Mentions in survey responses of trade policy, tariffs, and political uncertainty rose as well, as did labor-market insecurity and health-related costs. Manufacturing employment continues to fall in this tariff era, shedding roughly 70,000 jobs after tariffs were raised from about 2.4 percent to around 10 percent. Even if these jobs are offset by job gains in some other sector elsewhere, displaced workers still have reason to be less confident about their own prospects. 

These concerns reflect specific and notable pressures on households’ budgets and long-term planning. 

Here enters one of the major issues of the aggregates. Measures like GDP, average wages, and employment totals merely summarize overall activity, obviously. What they fail to capture are economic realities like distribution and sustainability — and whether growth positively impacts a household’s ability to plan for the future. Nominal consumption can rise as real purchasing power stagnates; employment can grow as job mobility declines. Aggregate output can increase while economic freedom and flexibility decrease. When we understand this, then divergences between consumer confidence and aggregate economic indicators become more intelligible. 

Even assuming aggregate statistics are well-suited to measure motion in an economy (a point not necessarily granted, but simply set aside for the sake of this article), they cannot measure coordination or economic viability. They tell us how much supposed economic activity is occurring, but not whether such activity reflects consumer preferences, actual economic realities, or even economic resilience. Consumer confidence, while also an aggregate of sorts, seeks to provide a general judgment about opportunity, security, and constraint. When assessments of conditions and expectations simultaneously deteriorate, that hints at a more fundamental issue than mood swings by consumers. 

To be clear, consumer confidence is not a comprehensive measure of economic health. Survey responses reflect personal experience and expectations, which can be incomplete or mistaken, but still have relevant impact because individuals act upon those attitudes. But the primary trap here is the treatment of low confidence as simply irrational pessimism. When consumers consistently report anxiety about the job market, income, and future conditions, they are not necessarily misunderstanding the economy. Instead, they may be pointing to specific structural pressures aggregates cannot detect. Rising costs, reduced labor mobility, and policy uncertainty all weigh heavily on confidence while remaining somewhat invisible to headline economic data. 

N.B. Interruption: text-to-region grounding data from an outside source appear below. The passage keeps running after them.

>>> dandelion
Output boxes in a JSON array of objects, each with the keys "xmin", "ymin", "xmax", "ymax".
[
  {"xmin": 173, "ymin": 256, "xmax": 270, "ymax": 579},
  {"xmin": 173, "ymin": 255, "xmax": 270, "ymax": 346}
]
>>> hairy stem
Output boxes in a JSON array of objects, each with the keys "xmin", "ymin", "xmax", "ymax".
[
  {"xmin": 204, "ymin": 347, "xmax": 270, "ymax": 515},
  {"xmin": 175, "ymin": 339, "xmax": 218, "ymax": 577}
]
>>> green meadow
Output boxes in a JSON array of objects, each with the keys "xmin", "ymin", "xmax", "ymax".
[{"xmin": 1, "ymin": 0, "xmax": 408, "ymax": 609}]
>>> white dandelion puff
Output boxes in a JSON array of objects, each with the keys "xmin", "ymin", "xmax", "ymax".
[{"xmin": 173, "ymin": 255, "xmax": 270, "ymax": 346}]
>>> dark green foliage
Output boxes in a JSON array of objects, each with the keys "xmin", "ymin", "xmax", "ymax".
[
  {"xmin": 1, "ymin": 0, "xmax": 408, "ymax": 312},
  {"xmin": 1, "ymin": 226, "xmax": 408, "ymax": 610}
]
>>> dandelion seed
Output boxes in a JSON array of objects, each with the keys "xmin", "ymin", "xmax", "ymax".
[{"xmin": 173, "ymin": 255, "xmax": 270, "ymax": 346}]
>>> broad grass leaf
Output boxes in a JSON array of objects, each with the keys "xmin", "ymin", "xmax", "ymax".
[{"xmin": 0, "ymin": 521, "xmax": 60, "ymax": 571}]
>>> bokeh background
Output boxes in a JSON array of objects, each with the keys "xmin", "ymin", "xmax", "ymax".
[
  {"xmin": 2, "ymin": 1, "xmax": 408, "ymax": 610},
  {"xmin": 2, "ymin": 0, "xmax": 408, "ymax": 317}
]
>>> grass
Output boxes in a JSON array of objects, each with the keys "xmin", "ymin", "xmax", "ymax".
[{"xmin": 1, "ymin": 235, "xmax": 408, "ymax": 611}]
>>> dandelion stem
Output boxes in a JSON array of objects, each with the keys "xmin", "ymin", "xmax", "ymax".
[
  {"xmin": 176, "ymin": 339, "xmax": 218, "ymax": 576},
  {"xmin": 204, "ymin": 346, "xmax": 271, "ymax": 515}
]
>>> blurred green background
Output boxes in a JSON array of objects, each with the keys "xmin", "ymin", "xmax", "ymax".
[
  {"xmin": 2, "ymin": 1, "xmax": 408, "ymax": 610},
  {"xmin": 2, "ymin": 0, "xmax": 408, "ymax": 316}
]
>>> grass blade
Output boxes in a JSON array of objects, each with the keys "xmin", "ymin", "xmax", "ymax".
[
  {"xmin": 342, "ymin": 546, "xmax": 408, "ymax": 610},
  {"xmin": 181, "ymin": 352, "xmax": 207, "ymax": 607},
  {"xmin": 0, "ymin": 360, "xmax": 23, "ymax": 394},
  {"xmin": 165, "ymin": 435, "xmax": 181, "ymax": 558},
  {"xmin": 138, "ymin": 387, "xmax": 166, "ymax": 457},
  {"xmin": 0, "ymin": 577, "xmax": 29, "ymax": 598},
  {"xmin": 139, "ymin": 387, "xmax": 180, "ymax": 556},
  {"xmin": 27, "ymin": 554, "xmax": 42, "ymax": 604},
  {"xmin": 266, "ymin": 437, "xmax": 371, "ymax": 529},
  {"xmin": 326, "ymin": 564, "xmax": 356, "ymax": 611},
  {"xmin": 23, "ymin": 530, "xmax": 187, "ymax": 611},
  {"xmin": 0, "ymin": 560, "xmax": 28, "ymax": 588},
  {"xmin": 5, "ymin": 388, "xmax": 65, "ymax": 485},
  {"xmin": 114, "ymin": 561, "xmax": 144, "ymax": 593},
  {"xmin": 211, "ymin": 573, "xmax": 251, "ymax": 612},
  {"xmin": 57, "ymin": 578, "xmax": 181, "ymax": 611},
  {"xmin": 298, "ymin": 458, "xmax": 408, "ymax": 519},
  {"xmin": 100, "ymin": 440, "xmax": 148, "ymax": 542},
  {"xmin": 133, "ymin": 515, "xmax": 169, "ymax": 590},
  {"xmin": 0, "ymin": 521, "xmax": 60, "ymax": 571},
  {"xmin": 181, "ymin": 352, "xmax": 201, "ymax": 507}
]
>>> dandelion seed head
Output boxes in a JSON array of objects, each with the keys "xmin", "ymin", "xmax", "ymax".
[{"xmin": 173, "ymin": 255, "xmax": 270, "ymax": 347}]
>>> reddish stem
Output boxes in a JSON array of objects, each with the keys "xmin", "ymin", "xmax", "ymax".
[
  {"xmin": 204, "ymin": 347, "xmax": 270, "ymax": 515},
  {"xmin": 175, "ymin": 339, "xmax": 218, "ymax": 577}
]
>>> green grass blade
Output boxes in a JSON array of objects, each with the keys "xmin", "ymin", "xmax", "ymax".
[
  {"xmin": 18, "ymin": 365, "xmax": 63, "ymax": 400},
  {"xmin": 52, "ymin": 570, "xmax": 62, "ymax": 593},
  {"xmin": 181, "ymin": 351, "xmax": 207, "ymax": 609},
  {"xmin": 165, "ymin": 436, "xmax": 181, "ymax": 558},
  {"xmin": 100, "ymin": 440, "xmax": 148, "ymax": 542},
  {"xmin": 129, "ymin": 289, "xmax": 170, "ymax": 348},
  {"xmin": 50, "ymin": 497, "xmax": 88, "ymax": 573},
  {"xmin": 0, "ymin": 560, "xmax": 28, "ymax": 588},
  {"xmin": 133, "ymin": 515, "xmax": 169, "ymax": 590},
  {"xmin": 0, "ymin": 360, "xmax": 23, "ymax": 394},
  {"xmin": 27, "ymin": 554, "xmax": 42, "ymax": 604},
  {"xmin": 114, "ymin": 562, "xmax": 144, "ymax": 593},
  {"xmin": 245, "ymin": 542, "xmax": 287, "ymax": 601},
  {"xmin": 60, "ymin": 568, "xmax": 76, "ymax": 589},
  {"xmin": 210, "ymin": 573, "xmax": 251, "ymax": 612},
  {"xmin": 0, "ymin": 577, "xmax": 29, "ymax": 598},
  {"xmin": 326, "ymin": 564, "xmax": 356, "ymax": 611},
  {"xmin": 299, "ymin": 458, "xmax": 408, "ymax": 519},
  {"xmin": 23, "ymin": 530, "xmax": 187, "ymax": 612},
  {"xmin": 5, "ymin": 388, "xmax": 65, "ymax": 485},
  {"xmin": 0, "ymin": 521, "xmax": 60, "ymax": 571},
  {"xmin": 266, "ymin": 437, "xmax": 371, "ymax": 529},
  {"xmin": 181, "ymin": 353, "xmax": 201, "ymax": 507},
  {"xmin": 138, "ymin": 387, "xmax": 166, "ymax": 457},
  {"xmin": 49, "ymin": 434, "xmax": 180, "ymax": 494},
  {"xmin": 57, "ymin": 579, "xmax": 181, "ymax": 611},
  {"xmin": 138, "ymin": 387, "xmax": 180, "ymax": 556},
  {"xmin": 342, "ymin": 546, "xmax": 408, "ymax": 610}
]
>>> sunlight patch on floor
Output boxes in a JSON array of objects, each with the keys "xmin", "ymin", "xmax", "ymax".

So, we return to the central question: when consumer confidence collapses amid positive economic aggregates, which one is lying? Perhaps neither, but they are both needed if we wish to understand the state of the economy. Aggregate statistics are intended to measure total activity. So be it. But total activity is not the end-all, be-all of economic health. Consumer confidence seeks to reveal whether such activity is translating into security, flexibility, and confidence about the future. 

If economic growth increasingly takes the form of superficial statistical expansion rather than authentic improvements in economic coordination, then falling confidence is not a puzzle, nor something to ignore. It is, instead, a warning that the economy is possibly wasting resources in the name of increasing numbers. This, of course, completely inverts the entire purpose of the economy — the proper coordination of scarce resources in accordance with people’s needs.